To a majority of the world's population, watching television shows is a purely entertainment-centered action. However, the values and culture taken from TV shows can influence existing cultures in countries and regions around the world. According to the authors, in the case of Dallas this influence comes in the form of "kinship relations" (373) within the Ewing family and between the Ewings and other dynasties, as well as "the permeability of the institution of the family to the norms of business, and vice versa" (374). The show presented a different interpretation of familial relations than most other prime-time shows of the time; perhaps this contributed to its very loyal following, first in the United States and then overseas.
Katz and Liebes stress the need for "audience decoding" (376) both in the States and abroad in order to more completely understand the effects of American TV's exportation. Dallas, as a worldwide smash, offered a perfect avenue to do so. The authors give examples of selected countries' response to the show filtered through the prism of each culture. In Germany, for instance, viewers responded to the show in terms of a "repressed patriarchal structure," a reflection of that country's relatively conservative society. To them, the show was a form of escapism. In Holland, on the other hand, Dallas was not viewed as escapism but rather as an expression of various real-life emotions such as joy, sadness and love. (377) Perhaps the most telling example, though, is that of Algeria. For its citizens, the show represented "a reminder of the reality they [were] fast losing" (378), that of a traditional patriarchal family where various generations live in the same place.

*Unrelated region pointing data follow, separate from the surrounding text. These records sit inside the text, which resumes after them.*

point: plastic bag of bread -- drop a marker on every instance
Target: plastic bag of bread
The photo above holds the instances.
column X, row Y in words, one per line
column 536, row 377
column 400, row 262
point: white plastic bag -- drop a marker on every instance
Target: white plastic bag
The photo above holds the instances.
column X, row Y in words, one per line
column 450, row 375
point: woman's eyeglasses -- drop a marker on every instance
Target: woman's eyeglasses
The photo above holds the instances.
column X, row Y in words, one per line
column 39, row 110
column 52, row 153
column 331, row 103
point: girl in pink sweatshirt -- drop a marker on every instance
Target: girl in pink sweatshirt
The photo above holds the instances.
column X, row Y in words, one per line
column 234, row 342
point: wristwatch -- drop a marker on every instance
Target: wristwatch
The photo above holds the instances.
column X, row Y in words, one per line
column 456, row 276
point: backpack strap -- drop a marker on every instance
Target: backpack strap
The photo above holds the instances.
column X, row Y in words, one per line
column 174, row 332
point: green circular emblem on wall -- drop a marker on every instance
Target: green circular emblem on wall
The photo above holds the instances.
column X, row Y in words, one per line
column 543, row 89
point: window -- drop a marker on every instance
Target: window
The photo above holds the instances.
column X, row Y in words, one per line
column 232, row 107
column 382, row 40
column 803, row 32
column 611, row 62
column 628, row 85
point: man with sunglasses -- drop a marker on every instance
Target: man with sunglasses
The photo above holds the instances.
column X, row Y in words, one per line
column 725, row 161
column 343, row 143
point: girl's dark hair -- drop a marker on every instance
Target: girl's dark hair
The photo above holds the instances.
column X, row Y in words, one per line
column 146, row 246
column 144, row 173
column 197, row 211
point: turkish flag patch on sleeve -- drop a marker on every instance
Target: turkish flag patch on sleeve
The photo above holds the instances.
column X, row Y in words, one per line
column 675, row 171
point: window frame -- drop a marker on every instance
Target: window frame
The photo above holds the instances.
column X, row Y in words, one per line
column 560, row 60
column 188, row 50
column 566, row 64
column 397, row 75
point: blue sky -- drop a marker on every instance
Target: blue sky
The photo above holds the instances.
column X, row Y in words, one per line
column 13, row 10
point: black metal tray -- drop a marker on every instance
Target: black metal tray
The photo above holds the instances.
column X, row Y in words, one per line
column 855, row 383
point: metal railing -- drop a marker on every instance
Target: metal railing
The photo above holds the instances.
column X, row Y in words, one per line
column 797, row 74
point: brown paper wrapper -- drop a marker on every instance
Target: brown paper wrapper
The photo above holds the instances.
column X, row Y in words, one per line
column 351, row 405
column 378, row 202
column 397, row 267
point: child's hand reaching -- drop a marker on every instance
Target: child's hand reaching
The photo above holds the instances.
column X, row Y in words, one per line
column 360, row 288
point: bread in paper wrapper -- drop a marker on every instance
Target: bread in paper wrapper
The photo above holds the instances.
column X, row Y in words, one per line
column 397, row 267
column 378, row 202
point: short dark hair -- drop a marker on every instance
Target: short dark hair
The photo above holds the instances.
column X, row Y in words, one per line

Another view mentioned in the article by Stolz states that "it [Dallas] contributes...to the erosion of traditional cultures by changing the leisure-time agenda" (378), but I don't quite see it that way. Yes, the show took time away from a local program that could have been produced and broadcast in its place. But in their own analysis of various cultural responses, Katz and Liebes show that people are not blindly accepting the American culture of the show but synthesizing it with their own. While some may argue this has problems of its own, I don't think traditional cultures are totally disappearing because of it.

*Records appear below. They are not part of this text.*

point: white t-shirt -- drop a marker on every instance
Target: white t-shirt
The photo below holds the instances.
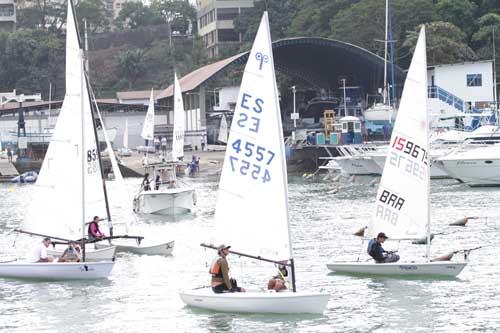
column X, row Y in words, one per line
column 39, row 252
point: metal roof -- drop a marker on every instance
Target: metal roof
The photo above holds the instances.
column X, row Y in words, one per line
column 318, row 61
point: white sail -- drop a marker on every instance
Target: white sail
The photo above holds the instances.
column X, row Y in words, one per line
column 402, row 202
column 125, row 134
column 251, row 212
column 222, row 137
column 148, row 128
column 179, row 122
column 57, row 208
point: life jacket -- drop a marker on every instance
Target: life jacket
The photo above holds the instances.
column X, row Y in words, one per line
column 89, row 229
column 215, row 269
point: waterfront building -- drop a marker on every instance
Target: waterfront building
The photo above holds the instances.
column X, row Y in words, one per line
column 215, row 22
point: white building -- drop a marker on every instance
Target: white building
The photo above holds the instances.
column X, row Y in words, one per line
column 215, row 22
column 468, row 83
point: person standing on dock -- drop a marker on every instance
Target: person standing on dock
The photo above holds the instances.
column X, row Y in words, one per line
column 221, row 282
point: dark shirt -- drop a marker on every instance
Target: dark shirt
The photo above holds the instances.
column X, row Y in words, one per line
column 375, row 250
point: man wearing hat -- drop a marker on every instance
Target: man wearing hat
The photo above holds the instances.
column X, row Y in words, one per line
column 220, row 273
column 377, row 252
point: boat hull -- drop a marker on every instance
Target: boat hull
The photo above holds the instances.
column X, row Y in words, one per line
column 165, row 201
column 56, row 271
column 443, row 269
column 257, row 301
column 164, row 249
column 105, row 252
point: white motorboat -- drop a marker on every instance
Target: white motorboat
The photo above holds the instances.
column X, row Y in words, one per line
column 56, row 271
column 474, row 166
column 70, row 186
column 402, row 209
column 164, row 249
column 256, row 301
column 170, row 196
column 251, row 201
column 104, row 253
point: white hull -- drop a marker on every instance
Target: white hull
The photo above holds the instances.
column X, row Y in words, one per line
column 256, row 301
column 56, row 271
column 474, row 172
column 165, row 201
column 359, row 165
column 164, row 249
column 436, row 269
column 104, row 253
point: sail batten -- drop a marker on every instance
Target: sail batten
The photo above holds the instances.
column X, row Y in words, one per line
column 252, row 205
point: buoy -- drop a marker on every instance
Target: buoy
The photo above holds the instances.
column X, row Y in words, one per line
column 360, row 232
column 423, row 240
column 446, row 257
column 461, row 222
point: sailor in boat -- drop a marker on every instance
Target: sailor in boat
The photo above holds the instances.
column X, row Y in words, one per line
column 277, row 282
column 377, row 252
column 40, row 251
column 146, row 182
column 71, row 254
column 221, row 282
column 93, row 231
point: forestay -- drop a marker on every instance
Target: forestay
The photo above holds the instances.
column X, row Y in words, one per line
column 251, row 212
column 222, row 137
column 402, row 202
column 179, row 122
column 57, row 207
column 149, row 123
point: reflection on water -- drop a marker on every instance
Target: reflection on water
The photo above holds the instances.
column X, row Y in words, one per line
column 142, row 292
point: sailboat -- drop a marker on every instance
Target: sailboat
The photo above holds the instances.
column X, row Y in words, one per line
column 402, row 209
column 125, row 151
column 169, row 196
column 70, row 188
column 252, row 205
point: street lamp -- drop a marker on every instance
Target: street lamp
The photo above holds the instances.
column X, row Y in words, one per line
column 294, row 115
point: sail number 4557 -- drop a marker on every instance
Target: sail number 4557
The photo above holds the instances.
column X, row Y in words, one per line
column 255, row 169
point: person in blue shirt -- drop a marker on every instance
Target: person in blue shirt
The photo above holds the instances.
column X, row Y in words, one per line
column 377, row 252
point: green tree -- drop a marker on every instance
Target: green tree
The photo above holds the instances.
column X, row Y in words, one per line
column 281, row 14
column 459, row 12
column 131, row 64
column 135, row 14
column 313, row 17
column 445, row 44
column 180, row 14
column 95, row 13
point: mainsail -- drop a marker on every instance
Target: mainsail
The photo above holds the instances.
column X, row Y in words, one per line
column 402, row 202
column 58, row 207
column 252, row 206
column 179, row 122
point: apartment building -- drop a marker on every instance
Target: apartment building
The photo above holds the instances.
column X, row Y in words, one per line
column 215, row 22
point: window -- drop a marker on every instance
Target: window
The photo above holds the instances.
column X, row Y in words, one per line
column 474, row 80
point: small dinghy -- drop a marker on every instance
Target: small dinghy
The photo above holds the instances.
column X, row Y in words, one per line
column 252, row 205
column 402, row 208
column 70, row 187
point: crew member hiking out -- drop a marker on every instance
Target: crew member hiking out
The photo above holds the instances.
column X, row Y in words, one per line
column 221, row 282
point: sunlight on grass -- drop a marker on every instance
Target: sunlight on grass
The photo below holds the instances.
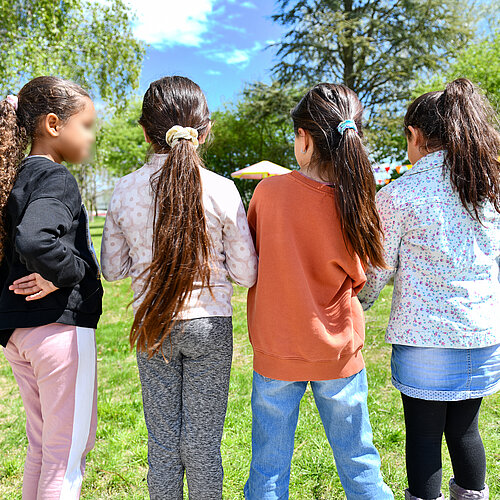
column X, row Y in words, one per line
column 117, row 467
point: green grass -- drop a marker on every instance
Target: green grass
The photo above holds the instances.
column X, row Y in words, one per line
column 117, row 466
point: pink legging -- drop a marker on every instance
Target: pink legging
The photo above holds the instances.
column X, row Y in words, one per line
column 55, row 368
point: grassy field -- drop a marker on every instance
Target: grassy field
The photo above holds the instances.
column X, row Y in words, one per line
column 117, row 466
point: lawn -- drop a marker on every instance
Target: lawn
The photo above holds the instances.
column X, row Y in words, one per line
column 117, row 466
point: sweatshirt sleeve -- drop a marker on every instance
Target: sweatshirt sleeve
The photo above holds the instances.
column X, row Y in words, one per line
column 115, row 252
column 391, row 221
column 49, row 215
column 241, row 260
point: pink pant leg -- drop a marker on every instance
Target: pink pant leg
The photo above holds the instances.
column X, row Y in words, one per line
column 64, row 363
column 25, row 377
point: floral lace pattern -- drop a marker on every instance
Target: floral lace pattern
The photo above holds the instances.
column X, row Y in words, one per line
column 128, row 235
column 445, row 264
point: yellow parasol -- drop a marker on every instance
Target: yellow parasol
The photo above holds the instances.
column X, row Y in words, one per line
column 260, row 170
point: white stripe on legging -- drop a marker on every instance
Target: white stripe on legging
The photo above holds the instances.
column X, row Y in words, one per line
column 84, row 401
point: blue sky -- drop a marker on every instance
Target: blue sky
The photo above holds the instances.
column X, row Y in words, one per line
column 220, row 44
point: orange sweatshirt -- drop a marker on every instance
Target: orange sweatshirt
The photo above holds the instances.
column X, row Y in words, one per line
column 304, row 319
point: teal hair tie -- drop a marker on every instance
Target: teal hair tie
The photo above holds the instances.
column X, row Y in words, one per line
column 345, row 125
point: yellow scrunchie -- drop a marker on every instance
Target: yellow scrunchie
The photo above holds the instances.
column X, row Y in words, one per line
column 177, row 132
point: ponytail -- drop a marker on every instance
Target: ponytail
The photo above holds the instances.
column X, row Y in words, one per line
column 181, row 242
column 341, row 158
column 460, row 120
column 13, row 144
column 353, row 176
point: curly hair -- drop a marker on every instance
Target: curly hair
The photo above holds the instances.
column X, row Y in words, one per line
column 39, row 97
column 461, row 120
column 13, row 143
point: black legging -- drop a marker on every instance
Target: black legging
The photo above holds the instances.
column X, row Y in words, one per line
column 426, row 422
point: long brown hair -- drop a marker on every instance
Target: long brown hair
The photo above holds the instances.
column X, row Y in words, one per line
column 39, row 97
column 343, row 160
column 181, row 243
column 460, row 120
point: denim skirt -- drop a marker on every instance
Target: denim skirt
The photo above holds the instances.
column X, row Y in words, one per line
column 442, row 374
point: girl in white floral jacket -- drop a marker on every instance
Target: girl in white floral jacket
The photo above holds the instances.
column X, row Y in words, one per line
column 180, row 233
column 442, row 240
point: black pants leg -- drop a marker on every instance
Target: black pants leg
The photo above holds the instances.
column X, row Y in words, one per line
column 426, row 422
column 465, row 444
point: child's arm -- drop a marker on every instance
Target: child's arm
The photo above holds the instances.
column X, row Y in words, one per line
column 115, row 252
column 392, row 227
column 38, row 242
column 241, row 260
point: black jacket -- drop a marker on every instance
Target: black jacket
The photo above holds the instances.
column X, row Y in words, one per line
column 48, row 233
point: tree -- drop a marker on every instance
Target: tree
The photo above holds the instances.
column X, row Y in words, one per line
column 88, row 42
column 121, row 147
column 479, row 62
column 375, row 47
column 258, row 127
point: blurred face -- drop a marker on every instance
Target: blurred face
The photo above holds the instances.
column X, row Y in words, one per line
column 76, row 135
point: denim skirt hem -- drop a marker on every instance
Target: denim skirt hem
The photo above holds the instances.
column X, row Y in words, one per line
column 445, row 374
column 433, row 395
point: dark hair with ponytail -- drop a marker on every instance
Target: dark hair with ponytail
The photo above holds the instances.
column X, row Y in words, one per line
column 460, row 120
column 181, row 243
column 38, row 98
column 343, row 160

There hasn't really been another show like Dallas since. To be sure there are plenty of nighttime soap operas, most set in a) police stations; b) law practices; or c) hospitals. But none of them have inspired the massive international following of Dallas. Why is this? Grey's Anatomy, for example, is plenty soapy enough, with good-looking cast members and high drama to be had every week. But it's hardly a worldwide phenomenon. Maybe it's because of the advent of Hulu, YouTube and their ilk; people don't have to wait as long to see their favorite shows, so there isn't as much building suspense each week. Or could it be because local content is slowly beginning to challenge the iron grip of U.S. media production? Perhaps it's a combination of both. Whatever the reason, the lack of a 21st-century Dallas-like media production shows how quickly the global media landscape has changed.